I began writing a paranormal romance February of 2011 and stopped a couple of months later to write A Year to Remember. Currently, I’m back to work on that paranormal. I recall writing scripts for plays as a teenager, but I haven’t written anything other than nonfiction since college.
I’m a corporate attorney and work as In-House Legal Counsel for a scrap metal company in Detroit. I also have two elementary aged children who keep me hopping with all their extracurricular activities and PTA events. I try and write while they do their homework and after they’ve gone to sleep. I’m also a book addict- I read a book a day. Luckily, I’m a speed reader! My husband has been a tremendous help and support.
When her younger brother marries on her twenty-ninth birthday, food addict Sara Friedman drunkenly vows to three hundred wedding guests to find and marry her soul mate within the year.
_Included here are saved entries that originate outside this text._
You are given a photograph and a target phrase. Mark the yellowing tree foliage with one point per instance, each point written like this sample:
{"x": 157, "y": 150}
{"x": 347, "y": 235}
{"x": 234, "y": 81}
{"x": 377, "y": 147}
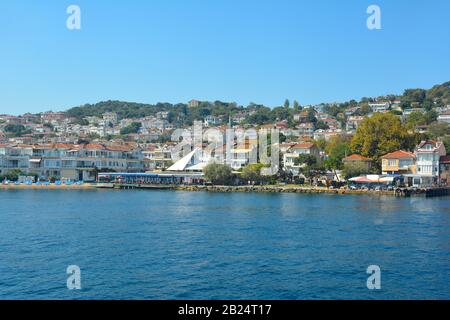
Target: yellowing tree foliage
{"x": 381, "y": 134}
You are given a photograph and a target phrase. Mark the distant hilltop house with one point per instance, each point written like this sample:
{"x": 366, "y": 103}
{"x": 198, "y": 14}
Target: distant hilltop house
{"x": 444, "y": 117}
{"x": 293, "y": 152}
{"x": 379, "y": 106}
{"x": 111, "y": 117}
{"x": 353, "y": 122}
{"x": 360, "y": 160}
{"x": 194, "y": 103}
{"x": 211, "y": 121}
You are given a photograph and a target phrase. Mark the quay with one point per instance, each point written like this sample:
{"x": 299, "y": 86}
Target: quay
{"x": 426, "y": 192}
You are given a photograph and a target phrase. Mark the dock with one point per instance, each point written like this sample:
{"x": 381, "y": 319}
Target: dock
{"x": 425, "y": 192}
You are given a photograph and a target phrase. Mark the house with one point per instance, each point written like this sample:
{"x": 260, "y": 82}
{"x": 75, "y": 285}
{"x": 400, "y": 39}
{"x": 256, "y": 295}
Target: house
{"x": 294, "y": 152}
{"x": 194, "y": 103}
{"x": 379, "y": 106}
{"x": 211, "y": 121}
{"x": 306, "y": 129}
{"x": 332, "y": 123}
{"x": 353, "y": 122}
{"x": 356, "y": 159}
{"x": 326, "y": 134}
{"x": 444, "y": 170}
{"x": 428, "y": 155}
{"x": 444, "y": 117}
{"x": 398, "y": 162}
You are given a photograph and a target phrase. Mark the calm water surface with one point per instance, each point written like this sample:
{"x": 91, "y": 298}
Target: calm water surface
{"x": 181, "y": 245}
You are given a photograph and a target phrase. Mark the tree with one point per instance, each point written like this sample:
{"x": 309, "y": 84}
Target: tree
{"x": 287, "y": 103}
{"x": 354, "y": 170}
{"x": 252, "y": 173}
{"x": 218, "y": 174}
{"x": 322, "y": 125}
{"x": 337, "y": 149}
{"x": 438, "y": 129}
{"x": 381, "y": 134}
{"x": 416, "y": 118}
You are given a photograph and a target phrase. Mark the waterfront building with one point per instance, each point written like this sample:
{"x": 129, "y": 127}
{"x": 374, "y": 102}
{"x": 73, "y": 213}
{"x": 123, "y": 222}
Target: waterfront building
{"x": 357, "y": 159}
{"x": 294, "y": 152}
{"x": 428, "y": 155}
{"x": 444, "y": 170}
{"x": 398, "y": 162}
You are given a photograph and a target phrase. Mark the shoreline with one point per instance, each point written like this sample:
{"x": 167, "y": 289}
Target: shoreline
{"x": 282, "y": 189}
{"x": 86, "y": 186}
{"x": 231, "y": 189}
{"x": 199, "y": 188}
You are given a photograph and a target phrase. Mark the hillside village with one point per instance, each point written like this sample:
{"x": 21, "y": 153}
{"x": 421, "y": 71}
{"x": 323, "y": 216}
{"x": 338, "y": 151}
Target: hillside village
{"x": 374, "y": 142}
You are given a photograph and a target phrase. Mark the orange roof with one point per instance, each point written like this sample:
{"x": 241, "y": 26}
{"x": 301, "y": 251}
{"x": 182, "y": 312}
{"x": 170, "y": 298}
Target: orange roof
{"x": 356, "y": 157}
{"x": 94, "y": 146}
{"x": 398, "y": 155}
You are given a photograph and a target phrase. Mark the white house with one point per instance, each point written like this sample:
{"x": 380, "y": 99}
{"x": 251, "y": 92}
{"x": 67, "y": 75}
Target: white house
{"x": 428, "y": 154}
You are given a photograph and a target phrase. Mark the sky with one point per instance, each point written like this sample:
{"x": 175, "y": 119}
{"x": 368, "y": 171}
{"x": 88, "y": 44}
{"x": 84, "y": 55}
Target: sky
{"x": 231, "y": 50}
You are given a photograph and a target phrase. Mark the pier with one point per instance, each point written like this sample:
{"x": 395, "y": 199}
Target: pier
{"x": 426, "y": 192}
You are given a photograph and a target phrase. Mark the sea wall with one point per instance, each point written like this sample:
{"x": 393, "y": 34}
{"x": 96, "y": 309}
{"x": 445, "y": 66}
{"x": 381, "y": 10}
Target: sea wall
{"x": 280, "y": 189}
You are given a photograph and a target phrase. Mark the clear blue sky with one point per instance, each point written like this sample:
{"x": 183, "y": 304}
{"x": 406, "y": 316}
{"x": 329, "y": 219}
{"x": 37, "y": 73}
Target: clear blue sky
{"x": 244, "y": 51}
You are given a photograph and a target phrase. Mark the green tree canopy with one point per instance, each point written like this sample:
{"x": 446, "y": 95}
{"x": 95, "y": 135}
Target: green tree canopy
{"x": 337, "y": 149}
{"x": 218, "y": 174}
{"x": 381, "y": 134}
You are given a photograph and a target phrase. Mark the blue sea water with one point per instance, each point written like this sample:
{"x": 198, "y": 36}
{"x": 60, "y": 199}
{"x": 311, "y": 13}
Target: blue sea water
{"x": 198, "y": 245}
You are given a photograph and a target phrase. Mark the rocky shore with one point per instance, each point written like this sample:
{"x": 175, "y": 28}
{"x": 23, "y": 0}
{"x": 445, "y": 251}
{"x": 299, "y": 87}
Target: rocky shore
{"x": 280, "y": 189}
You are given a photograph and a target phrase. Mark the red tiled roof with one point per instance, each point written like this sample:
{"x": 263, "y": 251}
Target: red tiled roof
{"x": 398, "y": 155}
{"x": 356, "y": 157}
{"x": 305, "y": 145}
{"x": 445, "y": 159}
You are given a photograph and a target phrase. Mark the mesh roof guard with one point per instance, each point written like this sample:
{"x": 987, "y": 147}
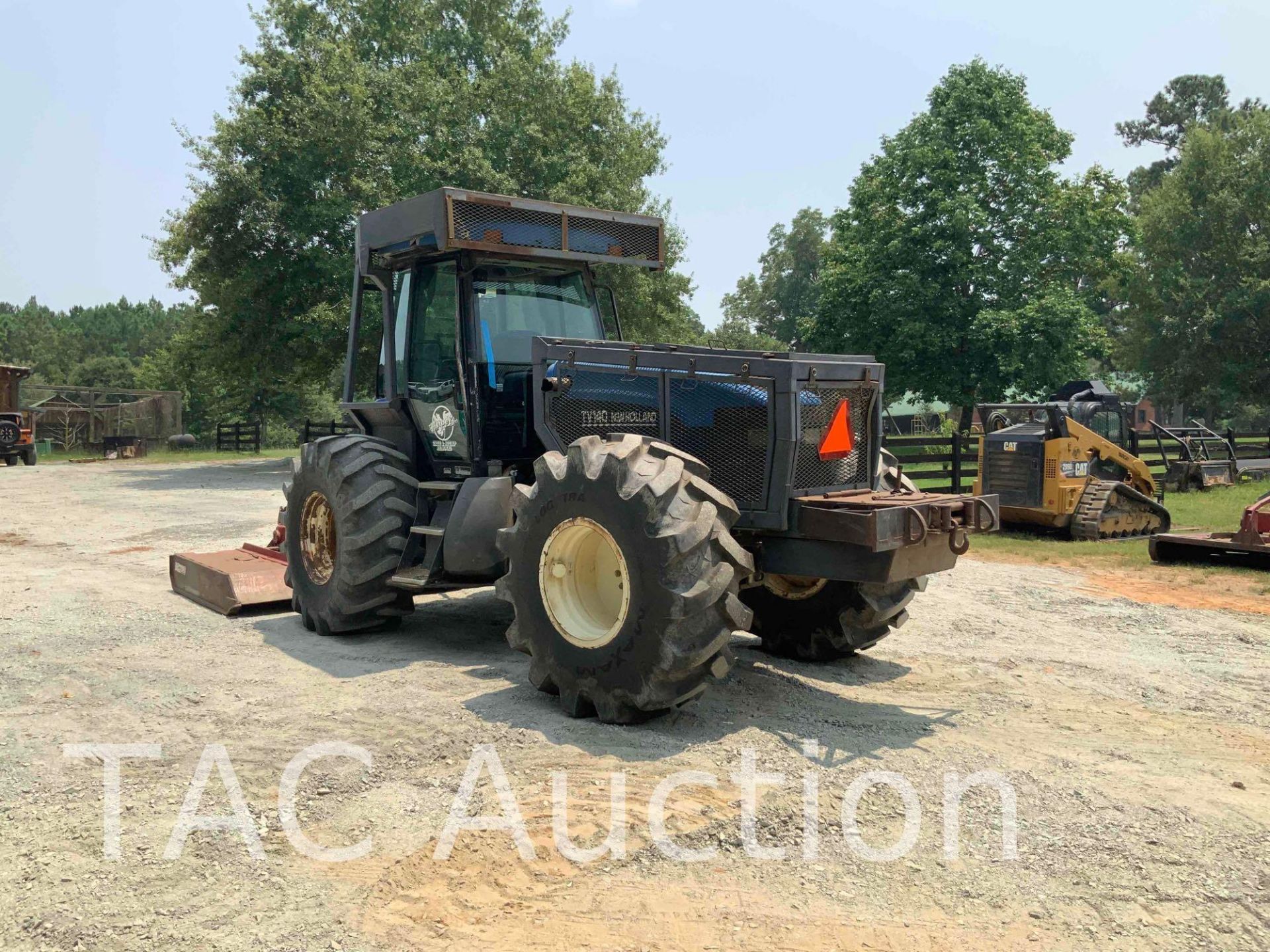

After her humiliating toast becomes a YouTube sensation, she permits a national morning show to chronicle her search. With the help of best friend Missy, she plunges head first into the shallow end of the dating pool.
Her journey leads her to question the true meaning of soul mates, as she decides between fulfilling her vow to marry before her thirtieth birthday and following her heart’s desire. But before she can make the biggest decision of her life, Sara must begin to take her first steps towards recovery from her addiction to food.
It’s a very broad category. Women’s fiction can have romance, but it doesn’t have to and it’s not expected to follow a formula like a traditional romance novel. For example, my book is written from Sara’s point of view only. There’s no hero.
Women’s fiction doesn’t have a clear definition. In fact, I don’t think most people outside of the publishing industry are aware that the category exists. It’s shelved with general fiction in the stores. Personally, I define it as stories about women, written for women. The books often focus on friendship and family relationships rather than romance. Additionally, women’s fiction doesn’t always end with a happily-ever-after.
I’m working on a sequel to A Year to Remember, revolving around Missy, Sara’s best friend. She has a huge story that I hint to in my current book. Somehow in the middle of writing the manuscript, Missy demanded to have her own book to tell her side of the story. I like the idea that different people have different perceptions. When I write the same scene from a different point of view, will it change how the reader perceives it as well?
I’m currently working on a paranormal romance which I hope to be the first of a seven book series. I have the general outline of each book prepared. I even have an idea for a spin-off of the series. My first love has always been paranormal romance. Even as a child, I was obsessed with ghosts, vampires and paranormal occurrences. My favorite writers are Sherrilyn Kenyon, Kresley Cole and Gena Showalter and I’m obsessed with Joss Whedon.
I used to be a huge fan of sweet, but since I gave up sugar two and a half years ago, I’ve lost my taste for it. So, I’m gonna say sour, although I prefer salty over both sweet and sour.
When I ate ice cream, I preferred chocolate. In fact, when I was a child, my parents took my brother and me to buy a dog and on the way home, we stopped at Dairy Queen. I had a complete meltdown because they were out of chocolate and instead, I had to settle for a vanilla cone with that hard shell chocolate. I had just gotten a puppy and I was crying over ice cream!